Republican National Committee Chair Ronna McDaniel went on Fox Business on Monday and gave some advice to Republicans about how to manage their wildly unpopular abortion positions ahead of next year’s elections. Or at least, she tried to do that.
The candidates and their consultants have got to take this head-on. And the RNC has been very vocal on this. I'm a suburban woman. I've been very vocal on this since 2022. I know this is a huge issue. You cannot wait to be attacked and attacked and attacked to the tune of 30, 40 million and let them dig a hole for you that you cannot get out of as a candidate.
So my advice to every candidate, and I have been very vocal on this, is: Get on TV early, talk about this issue, tell the voters where you stand. We need to find consensus on an issue that brings a lot of Americans apart on different and different sides of this issue, especially since Roe v. Wade has been overturned. And we need to talk to them.
So Republicans should talk more about abortion and say … we need to find a “consensus”? Republican lawmakers have chosen their “different” side of the issue, moving to ban abortions across the country.
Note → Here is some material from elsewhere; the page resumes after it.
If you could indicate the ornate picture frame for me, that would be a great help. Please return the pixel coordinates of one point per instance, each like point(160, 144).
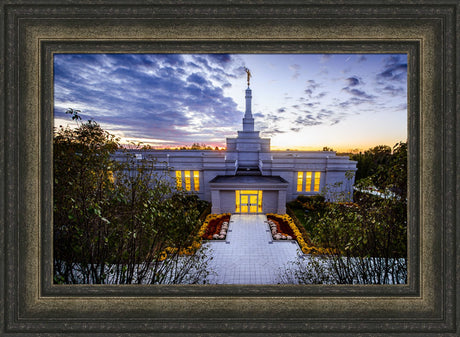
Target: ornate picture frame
point(426, 30)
Her advice doesn’t grapple with the fact that Americans are now reading and hearing more and more stories of Republican lawmakers policing Americans’ bodies and punishing women.
A Pew Research Center poll from April 2023 found that nearly two-thirds (62%) of Americans want abortion to be legal in most or all cases. Republican politicians’ abortion stance is so unpopular that their consultants have begun advising them to embrace contraception access and at least pretend to care about the lives of women.
The core problem for the Republican Party is that they don’t have anywhere else to go on the issue. They lack any serious policy prescriptions for the issues facing our country, and their single policy victory—clawing back the reproductive rights of more than half the population—is about as popular as that sounds. You can say whatever you like about the matter, but there are only two sides: You either support the right to choose, or you don’t.